Taxonomic identification
All sequences were taxonomically identified using the same implementation of RDP(20) implemented in DADA2 to enable comparison between the sequencing methods. Taxonomy was assigned using the SILVA(21) training set version 123.
Phylogenetic Trees
Sequences were aligned with the R package MSA(22), using the Muscle(23, 24) algorithm. Phylogenetic trees were then generated using the R package Phangorn(25). The tree was created by neighbor joining, and fitted with GTR model.
Data Analysis and Visualization
Data cleaning and shaping was performed using R 3.3.2-R3.3.5 and the packages dplyr(26) reshape2(27). Visualization and analysis were performed using phyloseq(28), igraph(29), ggnetwork(30), and ggplot2(31). Random forests were generated using randomForest(32) and ranger(33). Differential abundance calculation were performed using DESeq2(34). Diversity measures were calculated using vegan(35). Inspiration was taken from Callahan et al. 2017(36).

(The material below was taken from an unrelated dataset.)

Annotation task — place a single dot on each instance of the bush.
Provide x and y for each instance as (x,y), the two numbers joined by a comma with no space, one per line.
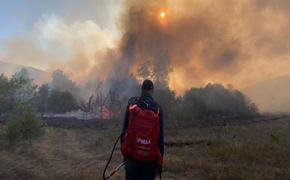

Community clustering was performed using the InfoMap(37, 38) and alluvial diagrams generated using the “Map & Alluvial Generator” (http://www.mapequation.org/apps/MapGenerator.html).
Acknowledgements
This work was sponsored by National Institutes of Justice award 2015-DN-BX-K430. Sophia Weaver for indispensable assistance in recruiting individuals. Study IRB Number: IRB15-0373. Approved by BSD IRB Committee A, The University of Chicago Biological Sciences Division/University of Chicago Medical Center.